後ろには、いつも見ていてくれた人が……、自身が師事していた偉大な男がいる気がした。見守り、背を押してくれている気がした。
そして、血を呼び起こせと、叱咤もしてくれている気が。
大体の心情を悟ったハンティは。
「トーマからの最後の修行ってヤツだろ! こんくらい笑って乗り越えてみろ。んでもって最後の、ってヤツを否定してやれ。あいつは絶対大丈夫だから。……絶対、生きてるから」
ぐっ、とハンティは力強く握りしめる。
あそこで相対したノスと言う巨大な力を目の当たりにして、普通であれば生存率は限りなく低いと見積もるのが当然だ。
それ程までに、魔人との実力差は果てしないから。
でも、大丈夫だと強く思った。同時に自分の情けなさに苛立っていた。
「(年長者の私が逃げ帰るなんて……っ。

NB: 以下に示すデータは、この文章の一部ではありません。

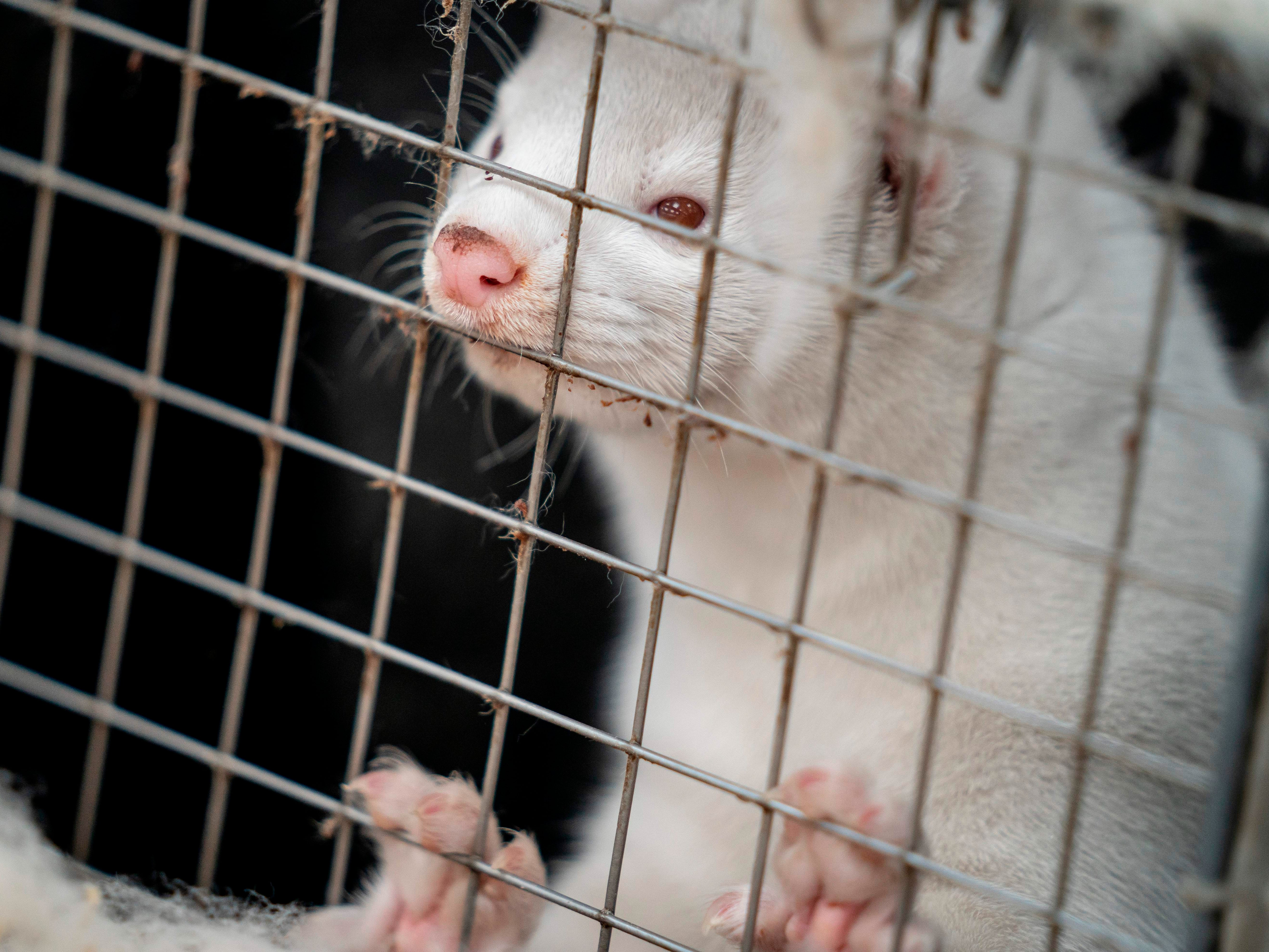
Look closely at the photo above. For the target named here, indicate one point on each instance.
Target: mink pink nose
(474, 264)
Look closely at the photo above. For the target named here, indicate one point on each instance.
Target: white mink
(1055, 455)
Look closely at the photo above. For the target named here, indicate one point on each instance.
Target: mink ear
(908, 150)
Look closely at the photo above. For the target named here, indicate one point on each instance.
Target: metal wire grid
(1175, 200)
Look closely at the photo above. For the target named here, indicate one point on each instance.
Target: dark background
(455, 579)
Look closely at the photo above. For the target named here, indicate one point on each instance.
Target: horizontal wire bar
(115, 372)
(51, 520)
(617, 25)
(1229, 212)
(1022, 527)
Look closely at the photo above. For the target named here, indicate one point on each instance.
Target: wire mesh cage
(1217, 881)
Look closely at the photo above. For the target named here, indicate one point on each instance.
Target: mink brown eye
(681, 211)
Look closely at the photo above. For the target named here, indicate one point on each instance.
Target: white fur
(49, 904)
(1055, 455)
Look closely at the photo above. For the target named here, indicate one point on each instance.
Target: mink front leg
(417, 902)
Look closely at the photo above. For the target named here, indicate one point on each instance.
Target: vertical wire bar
(682, 440)
(909, 187)
(525, 556)
(846, 313)
(374, 663)
(125, 572)
(33, 292)
(983, 407)
(372, 666)
(1189, 140)
(261, 536)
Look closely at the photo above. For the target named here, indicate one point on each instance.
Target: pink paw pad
(829, 895)
(417, 903)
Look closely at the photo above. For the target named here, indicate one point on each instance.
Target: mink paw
(417, 902)
(829, 895)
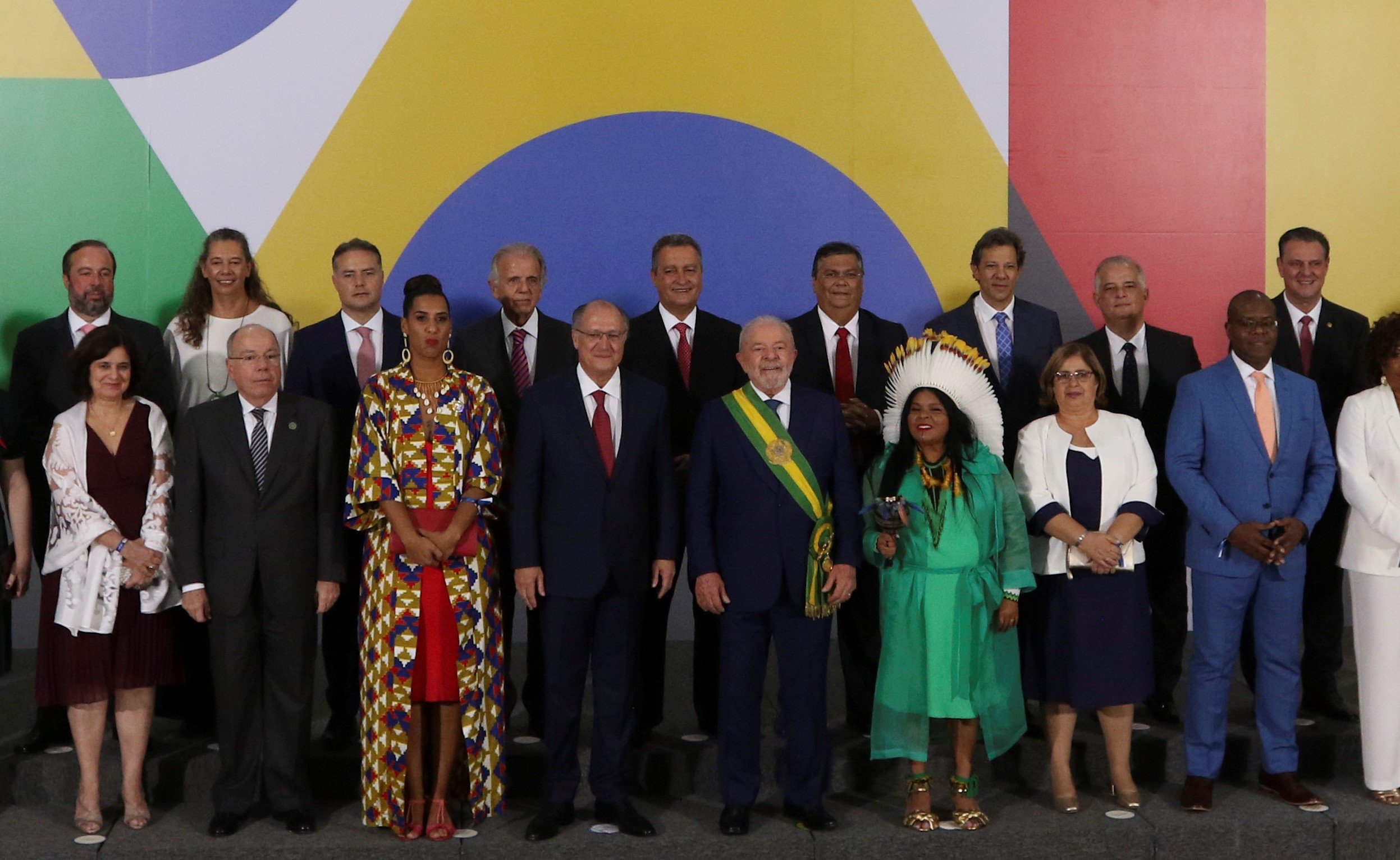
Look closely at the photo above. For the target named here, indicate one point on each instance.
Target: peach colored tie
(1265, 414)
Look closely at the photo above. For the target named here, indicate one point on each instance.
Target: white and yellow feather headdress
(950, 364)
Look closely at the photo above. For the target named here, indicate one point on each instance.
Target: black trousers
(1165, 545)
(583, 632)
(264, 666)
(859, 642)
(1324, 612)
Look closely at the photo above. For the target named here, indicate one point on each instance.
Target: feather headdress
(940, 360)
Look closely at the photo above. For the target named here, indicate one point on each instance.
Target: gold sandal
(968, 788)
(922, 821)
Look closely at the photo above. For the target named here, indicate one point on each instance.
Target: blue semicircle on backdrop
(596, 195)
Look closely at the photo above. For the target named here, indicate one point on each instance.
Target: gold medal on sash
(779, 451)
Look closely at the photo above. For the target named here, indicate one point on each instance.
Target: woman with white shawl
(107, 575)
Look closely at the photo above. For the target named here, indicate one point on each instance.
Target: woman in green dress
(945, 527)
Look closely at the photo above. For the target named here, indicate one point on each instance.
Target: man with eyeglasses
(258, 513)
(1144, 366)
(514, 351)
(597, 534)
(690, 354)
(842, 351)
(41, 387)
(1249, 454)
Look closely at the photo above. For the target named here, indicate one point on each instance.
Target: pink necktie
(684, 354)
(364, 356)
(1265, 414)
(1305, 344)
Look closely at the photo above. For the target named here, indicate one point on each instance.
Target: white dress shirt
(76, 323)
(531, 338)
(376, 327)
(671, 320)
(987, 327)
(853, 338)
(784, 400)
(612, 401)
(1116, 354)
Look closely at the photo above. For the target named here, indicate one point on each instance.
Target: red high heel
(409, 830)
(440, 828)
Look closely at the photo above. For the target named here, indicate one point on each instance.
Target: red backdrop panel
(1138, 128)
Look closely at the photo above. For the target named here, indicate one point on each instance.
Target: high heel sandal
(409, 830)
(922, 821)
(440, 830)
(967, 788)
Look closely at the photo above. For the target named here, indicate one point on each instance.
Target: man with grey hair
(1143, 364)
(597, 534)
(258, 514)
(513, 351)
(775, 538)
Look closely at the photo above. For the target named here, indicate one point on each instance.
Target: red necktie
(845, 376)
(602, 432)
(684, 354)
(1305, 344)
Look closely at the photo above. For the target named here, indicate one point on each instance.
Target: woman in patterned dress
(427, 445)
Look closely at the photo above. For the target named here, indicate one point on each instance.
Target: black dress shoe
(626, 817)
(1329, 705)
(817, 818)
(734, 821)
(1164, 711)
(545, 825)
(225, 824)
(297, 821)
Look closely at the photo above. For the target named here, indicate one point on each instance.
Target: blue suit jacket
(1035, 337)
(1216, 460)
(568, 516)
(743, 522)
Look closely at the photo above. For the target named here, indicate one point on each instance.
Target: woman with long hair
(945, 527)
(424, 464)
(225, 293)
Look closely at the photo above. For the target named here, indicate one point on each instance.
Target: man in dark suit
(1248, 453)
(331, 362)
(258, 519)
(1144, 363)
(1326, 344)
(1015, 335)
(842, 351)
(749, 533)
(516, 349)
(690, 354)
(41, 384)
(596, 530)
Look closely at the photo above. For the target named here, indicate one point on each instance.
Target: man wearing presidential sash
(775, 537)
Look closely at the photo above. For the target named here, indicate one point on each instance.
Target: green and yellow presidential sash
(762, 426)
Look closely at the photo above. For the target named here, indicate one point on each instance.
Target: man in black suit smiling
(690, 354)
(331, 362)
(1144, 363)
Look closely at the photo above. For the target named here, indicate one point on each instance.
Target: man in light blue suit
(1249, 454)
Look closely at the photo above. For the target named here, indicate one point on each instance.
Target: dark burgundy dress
(140, 649)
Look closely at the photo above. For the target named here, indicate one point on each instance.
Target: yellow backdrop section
(35, 41)
(1333, 126)
(458, 84)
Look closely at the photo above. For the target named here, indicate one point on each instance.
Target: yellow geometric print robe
(390, 461)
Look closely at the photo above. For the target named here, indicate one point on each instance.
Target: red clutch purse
(434, 519)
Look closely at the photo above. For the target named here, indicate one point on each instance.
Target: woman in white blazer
(1088, 485)
(1368, 456)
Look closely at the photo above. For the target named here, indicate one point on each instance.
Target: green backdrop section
(75, 166)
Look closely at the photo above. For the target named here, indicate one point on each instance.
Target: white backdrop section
(975, 40)
(239, 132)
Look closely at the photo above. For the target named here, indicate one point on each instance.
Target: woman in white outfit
(1368, 454)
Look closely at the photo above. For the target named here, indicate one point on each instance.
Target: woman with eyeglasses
(225, 293)
(1088, 485)
(424, 464)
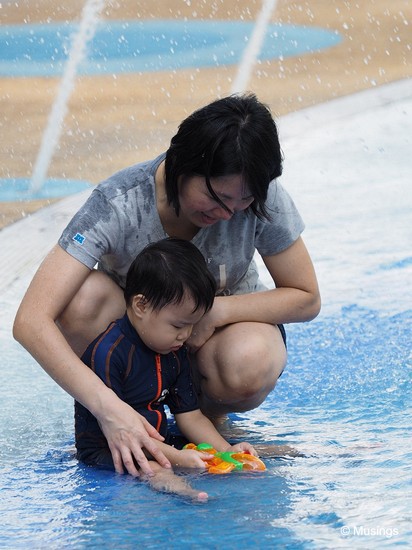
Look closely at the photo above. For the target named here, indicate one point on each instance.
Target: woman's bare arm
(296, 297)
(56, 282)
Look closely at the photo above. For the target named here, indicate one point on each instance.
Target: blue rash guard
(144, 379)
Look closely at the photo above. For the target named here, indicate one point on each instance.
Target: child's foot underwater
(167, 481)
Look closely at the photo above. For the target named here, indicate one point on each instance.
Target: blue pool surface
(141, 46)
(344, 400)
(18, 189)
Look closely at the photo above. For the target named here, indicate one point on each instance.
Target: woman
(215, 187)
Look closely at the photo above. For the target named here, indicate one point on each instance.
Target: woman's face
(201, 209)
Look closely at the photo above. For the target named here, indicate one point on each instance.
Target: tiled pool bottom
(343, 402)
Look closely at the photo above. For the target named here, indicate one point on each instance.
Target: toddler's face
(167, 329)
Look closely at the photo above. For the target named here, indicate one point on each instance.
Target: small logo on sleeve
(79, 238)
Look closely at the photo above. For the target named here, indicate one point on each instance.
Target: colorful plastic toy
(225, 462)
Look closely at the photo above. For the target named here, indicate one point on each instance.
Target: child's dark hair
(231, 136)
(166, 271)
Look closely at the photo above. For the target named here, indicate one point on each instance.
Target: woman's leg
(239, 366)
(98, 302)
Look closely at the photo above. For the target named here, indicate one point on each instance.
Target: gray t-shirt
(120, 218)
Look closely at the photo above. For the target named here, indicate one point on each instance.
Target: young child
(142, 358)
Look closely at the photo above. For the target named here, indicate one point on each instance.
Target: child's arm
(197, 428)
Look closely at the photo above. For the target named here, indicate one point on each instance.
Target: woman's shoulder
(135, 178)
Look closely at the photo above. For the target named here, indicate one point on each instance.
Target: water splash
(51, 136)
(253, 47)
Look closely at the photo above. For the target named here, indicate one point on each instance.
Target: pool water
(344, 400)
(141, 46)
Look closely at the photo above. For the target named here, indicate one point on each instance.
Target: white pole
(51, 136)
(253, 47)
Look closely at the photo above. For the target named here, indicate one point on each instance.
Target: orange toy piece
(225, 462)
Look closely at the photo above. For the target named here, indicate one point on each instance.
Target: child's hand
(241, 448)
(189, 458)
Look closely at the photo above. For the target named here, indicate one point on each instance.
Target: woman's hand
(127, 434)
(189, 458)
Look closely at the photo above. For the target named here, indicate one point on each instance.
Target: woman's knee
(247, 363)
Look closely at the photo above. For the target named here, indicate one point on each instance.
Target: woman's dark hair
(231, 136)
(167, 271)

情けないなんてもんじゃないよ。何のために、ここまで生きてきたってんのさ)」
冷静に戦えばやりようはあったかもしれない。まだまだ、手助けできたかもしれない。……もっともっと戦えたかもしれない。それらを考えると悔しさがにじみ出てくる。
「………」
パットンはそんなハンティを、その表情を見た。だが、直ぐに前を向く。